А потому весьма понятно,
Что я, прочистив хриплый бас,
Готовлюсь к выезду в Донбасс.
Нам приходилось очень круто.
Но труд — мы верим — нас спасет.
Все это так. Но почему-то
Меня под ложечкой сосет.
Боюсь, не шлепнуть бы нам в лужу.
Я вижу лезущих наружу —
Не одного, а целый стан —
Коммунистических мещан.
Мещанство, — вот она, отрава! —
Его опасность велика.
С ним беспощадная расправа
Не так-то будет нам легка.
Оно сидит в глубоких норах.
В мозгах, в сердцах, в телесных порах
И даже — выскажусь вполне —
В тебе, читатель, и во мне.
Ты проявил в борьбе геройство.
Я в переделках тоже был.
Но не у всех такое свойство —
Уметь хранить геройский пыл.
Кой-где ребятки чешут пятки:
«Вот Новый год, а там и святки…»
Кой-где глаза, зевая, трут:
«Ах-ха!.. Соснем… Потом… за труд…»
Для вора надобны ль отмычки,
Коль сторж спит и вход открыт?
Где есть мещанские привычки,
Там налицо — мещанский быт,
Там (пусть советские) иконы,
Там неизменные каноны,
Жрецы верховные, алтарь…
Там, словом, все, что было встарь.
Там — общепризнанное мненье,
Там — новый умственный Китай,
На слово смелое гоненье.
На мысль нескованную — лай;
Там — тупоумие и чванство.
Самовлюбленное мещанство,
Вокруг него обведена
Несокрушимая стена…
Узрев подобную угрозу,
Сказать по правде — я струхнул
И перейти решил на прозу.
В стихах — ведь вон куда махнул!
Трусливо начал, а кончаю…
Совсем беды себе не чаю…
А долго ль этак до беды?
Стоп.
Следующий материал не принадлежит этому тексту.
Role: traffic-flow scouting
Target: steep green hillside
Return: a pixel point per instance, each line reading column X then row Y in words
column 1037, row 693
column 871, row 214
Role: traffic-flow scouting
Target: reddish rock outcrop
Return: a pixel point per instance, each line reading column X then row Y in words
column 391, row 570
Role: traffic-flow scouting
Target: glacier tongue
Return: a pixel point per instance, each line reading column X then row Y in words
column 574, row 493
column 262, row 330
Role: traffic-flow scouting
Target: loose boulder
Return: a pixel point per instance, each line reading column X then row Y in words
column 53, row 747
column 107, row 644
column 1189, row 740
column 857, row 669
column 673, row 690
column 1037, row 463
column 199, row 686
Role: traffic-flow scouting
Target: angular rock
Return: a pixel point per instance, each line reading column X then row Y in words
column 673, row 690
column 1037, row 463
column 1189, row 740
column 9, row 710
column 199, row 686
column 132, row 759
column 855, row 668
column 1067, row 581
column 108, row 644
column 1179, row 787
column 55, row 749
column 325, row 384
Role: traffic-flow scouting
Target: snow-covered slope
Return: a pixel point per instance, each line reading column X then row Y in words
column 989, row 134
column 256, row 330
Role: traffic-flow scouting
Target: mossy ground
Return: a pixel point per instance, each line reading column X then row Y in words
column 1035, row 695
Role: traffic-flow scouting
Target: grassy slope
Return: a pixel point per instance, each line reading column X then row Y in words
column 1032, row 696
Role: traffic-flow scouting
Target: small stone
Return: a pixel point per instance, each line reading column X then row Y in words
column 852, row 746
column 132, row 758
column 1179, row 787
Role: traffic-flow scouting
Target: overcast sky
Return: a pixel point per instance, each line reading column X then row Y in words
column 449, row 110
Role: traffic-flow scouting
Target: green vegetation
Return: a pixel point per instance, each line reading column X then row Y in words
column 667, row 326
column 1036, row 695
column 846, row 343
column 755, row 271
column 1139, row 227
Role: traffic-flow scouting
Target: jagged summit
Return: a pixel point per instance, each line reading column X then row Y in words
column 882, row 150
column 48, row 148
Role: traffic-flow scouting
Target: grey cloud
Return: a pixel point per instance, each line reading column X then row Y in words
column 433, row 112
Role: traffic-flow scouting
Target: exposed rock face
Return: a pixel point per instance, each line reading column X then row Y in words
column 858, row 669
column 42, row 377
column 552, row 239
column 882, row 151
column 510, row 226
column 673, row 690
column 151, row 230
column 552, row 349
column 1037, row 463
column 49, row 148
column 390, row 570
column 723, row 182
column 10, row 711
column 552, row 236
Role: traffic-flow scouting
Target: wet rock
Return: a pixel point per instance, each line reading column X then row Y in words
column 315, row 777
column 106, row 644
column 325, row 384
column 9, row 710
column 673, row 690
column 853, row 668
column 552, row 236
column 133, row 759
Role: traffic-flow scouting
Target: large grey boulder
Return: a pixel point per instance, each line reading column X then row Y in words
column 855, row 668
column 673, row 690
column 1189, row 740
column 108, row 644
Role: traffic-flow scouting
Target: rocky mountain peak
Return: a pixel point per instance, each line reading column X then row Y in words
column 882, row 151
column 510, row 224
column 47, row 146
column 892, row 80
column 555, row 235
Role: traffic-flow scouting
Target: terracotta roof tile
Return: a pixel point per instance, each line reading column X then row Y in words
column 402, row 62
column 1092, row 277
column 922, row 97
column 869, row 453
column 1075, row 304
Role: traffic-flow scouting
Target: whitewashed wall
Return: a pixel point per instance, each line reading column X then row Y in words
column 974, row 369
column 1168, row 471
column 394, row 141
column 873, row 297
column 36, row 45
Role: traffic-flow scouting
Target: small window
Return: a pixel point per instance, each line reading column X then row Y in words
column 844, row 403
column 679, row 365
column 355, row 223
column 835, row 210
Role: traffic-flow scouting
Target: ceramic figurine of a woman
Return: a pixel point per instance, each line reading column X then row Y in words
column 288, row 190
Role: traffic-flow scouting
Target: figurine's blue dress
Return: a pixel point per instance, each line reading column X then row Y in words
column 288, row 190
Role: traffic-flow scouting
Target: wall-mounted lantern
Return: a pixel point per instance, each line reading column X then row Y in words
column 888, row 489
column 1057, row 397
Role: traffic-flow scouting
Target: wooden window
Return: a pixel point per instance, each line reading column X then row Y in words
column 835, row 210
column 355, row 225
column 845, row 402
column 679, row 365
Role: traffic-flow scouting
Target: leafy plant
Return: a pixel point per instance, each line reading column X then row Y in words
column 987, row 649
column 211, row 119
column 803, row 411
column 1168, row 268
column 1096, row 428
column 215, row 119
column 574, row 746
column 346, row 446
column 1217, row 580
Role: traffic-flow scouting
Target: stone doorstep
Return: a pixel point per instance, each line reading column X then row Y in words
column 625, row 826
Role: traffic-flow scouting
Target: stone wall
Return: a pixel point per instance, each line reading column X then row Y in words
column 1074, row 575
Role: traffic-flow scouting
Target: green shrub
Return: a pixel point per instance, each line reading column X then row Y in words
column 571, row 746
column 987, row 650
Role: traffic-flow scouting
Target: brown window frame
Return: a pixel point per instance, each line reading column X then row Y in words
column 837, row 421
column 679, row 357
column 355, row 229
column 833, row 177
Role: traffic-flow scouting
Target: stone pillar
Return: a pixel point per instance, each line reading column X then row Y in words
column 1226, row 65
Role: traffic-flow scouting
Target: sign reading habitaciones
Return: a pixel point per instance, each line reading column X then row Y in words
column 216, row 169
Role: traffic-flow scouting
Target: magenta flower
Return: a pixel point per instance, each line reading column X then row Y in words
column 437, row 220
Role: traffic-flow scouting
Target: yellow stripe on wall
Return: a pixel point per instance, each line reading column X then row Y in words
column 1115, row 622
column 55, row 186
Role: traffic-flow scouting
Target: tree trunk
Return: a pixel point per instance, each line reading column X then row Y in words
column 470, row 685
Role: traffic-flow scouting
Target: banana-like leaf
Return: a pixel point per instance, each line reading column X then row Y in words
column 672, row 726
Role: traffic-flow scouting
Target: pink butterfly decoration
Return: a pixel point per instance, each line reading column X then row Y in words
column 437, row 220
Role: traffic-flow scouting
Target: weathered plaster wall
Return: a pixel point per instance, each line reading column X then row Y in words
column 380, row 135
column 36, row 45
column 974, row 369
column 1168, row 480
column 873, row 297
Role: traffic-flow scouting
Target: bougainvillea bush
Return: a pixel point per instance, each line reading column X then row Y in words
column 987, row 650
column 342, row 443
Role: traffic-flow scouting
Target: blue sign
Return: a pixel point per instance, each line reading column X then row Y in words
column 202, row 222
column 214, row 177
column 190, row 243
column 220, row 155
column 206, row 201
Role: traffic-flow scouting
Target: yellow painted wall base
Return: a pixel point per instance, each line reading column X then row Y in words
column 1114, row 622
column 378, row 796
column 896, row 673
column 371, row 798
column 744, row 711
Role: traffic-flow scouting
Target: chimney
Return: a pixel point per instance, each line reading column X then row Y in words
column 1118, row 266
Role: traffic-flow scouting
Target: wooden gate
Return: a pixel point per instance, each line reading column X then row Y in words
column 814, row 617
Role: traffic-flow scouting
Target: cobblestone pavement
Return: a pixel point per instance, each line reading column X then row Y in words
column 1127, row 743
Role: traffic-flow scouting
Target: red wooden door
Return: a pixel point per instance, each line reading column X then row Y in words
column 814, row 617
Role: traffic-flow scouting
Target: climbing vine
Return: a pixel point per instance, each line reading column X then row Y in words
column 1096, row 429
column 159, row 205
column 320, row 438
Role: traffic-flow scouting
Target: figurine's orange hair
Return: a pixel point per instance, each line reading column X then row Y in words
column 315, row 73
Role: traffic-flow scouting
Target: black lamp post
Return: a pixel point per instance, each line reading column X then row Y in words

Заметать начну следы.
Я вообще… Я не уверен…
Я, так сказать… Согласен, да…
Я препираться не намерен…
И не осмелюсь никогда…
Прошу простить, что я так резко…
Твое, читатель, мненье веско…
Спасибо. Я себе не враг:
Впредь рассчитаю каждый шаг.
Я тож, конечно, не из стали.
Есть у меня свои грехи.
Меня печатать реже стали —
Вот за подобные стихи.
Читатель милый, с Новым годом!
Не оскорбись таким подходом
И — по примеру прошлых лет —
Прими сердечный мой привет!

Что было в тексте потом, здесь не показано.